I want to detect company names in PDFs, I have all the PDFs in XML format too.
Detecting them manually is relatively easy since these names almost always appear next to their address, phone/fax, address etc. They might be in different positions in the PDF, they might include slightly different information but there's definitely a pattern.

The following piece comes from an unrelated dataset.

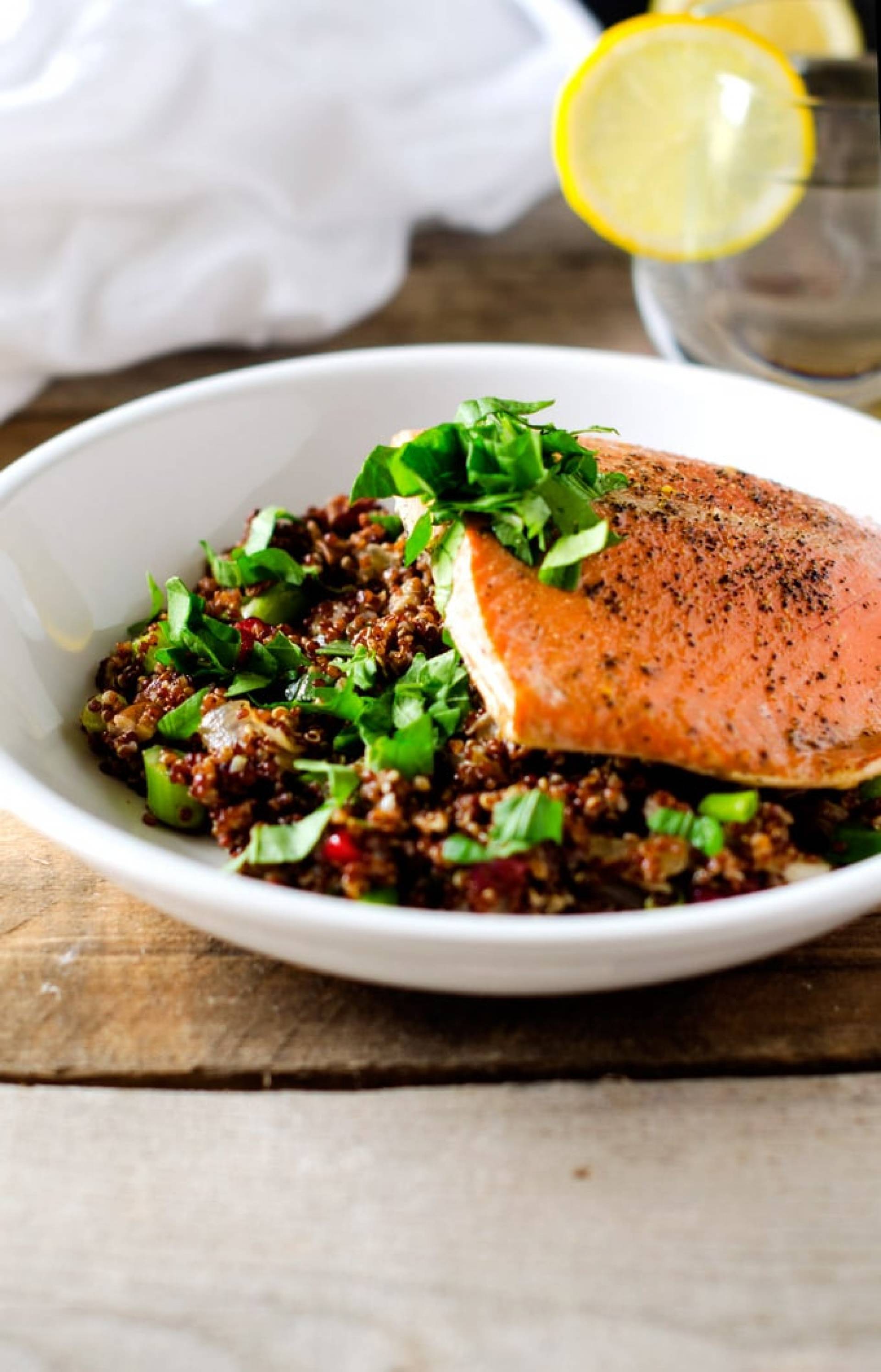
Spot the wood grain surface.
[0,1074,881,1372]
[0,818,881,1088]
[0,202,881,1087]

I'm having trouble converting this logic into an algorithm. This is an example of what the XML looks like:
<?xml version="1.0" encoding="UTF-8"?>
<Document file="filename.pdf">
<Page number="1" box="0, 0, 1653, 2338" rotated="false" resolution="200">
<Block page="1" block_id="B_1">
<!-- random text on the top part of the pdf -->
<Environment>
<Bottom>B_2</Bottom>
</Environment>
</Block>
<Block page="1" block_id="B_2">
<Properties num_lines="1" box="268, 303, 529, 323">
</Properties>
<Line nr="0">
<Word box="268, 303, 366, 323">company</Word>
<Word box="373, 303, 451, 323">name</Word>
<Word box="459, 303, 529, 323">SA</Word>
</Line>
<Plain_Text>Company Name SA
</Plain_Text>
<Environment>
<Right>B_3</Right>
<Bottom>B_5</Bottom>
</Environment>
</Block>
<Block page="1" block_id="B_3">
<!-- same structure as before but with the address -->
</Block>
<Block page="1" block_id="B_5">
<!-- same structure as before but with the phone number -->
</Block>
</Page>
</Document>
My current idea is to separate the algorithm in 2:
- Find the pattern, the
Block
s containing the address, phone number, fax, or any combination of them. Detecting the phone/fax is easy, how to detect the address is a whole another problem. - Find the text on top of these blocks.
Another complication is that these patterns vary considerably, sometimes there's no phone, or the address is in two lines (and two Block
s), sometimes there's more text that's not the company name.
This is why I am drawn to using an LSTM architecture (because the sequentiallity of the XML) to detect the Block
, but I'm at a loss with the implementation.
I don't know how to feed the data, do I divide each block in a new line? It's not a classification problem since each XML has different #blocks, I don't think it's regression either, I can't use embeddings because I lose info on the block_id
. I also have no clue how to give the architecture the information/heuristics about the address, phone pattern.
I have experience with programming and NLP but not much with XML and XML parsing. Both my ideas have problems I don't know how to solve, I don't know which(or if any) idea I should pursue, or if they are well founded at all. Any help is appreciated, thank you!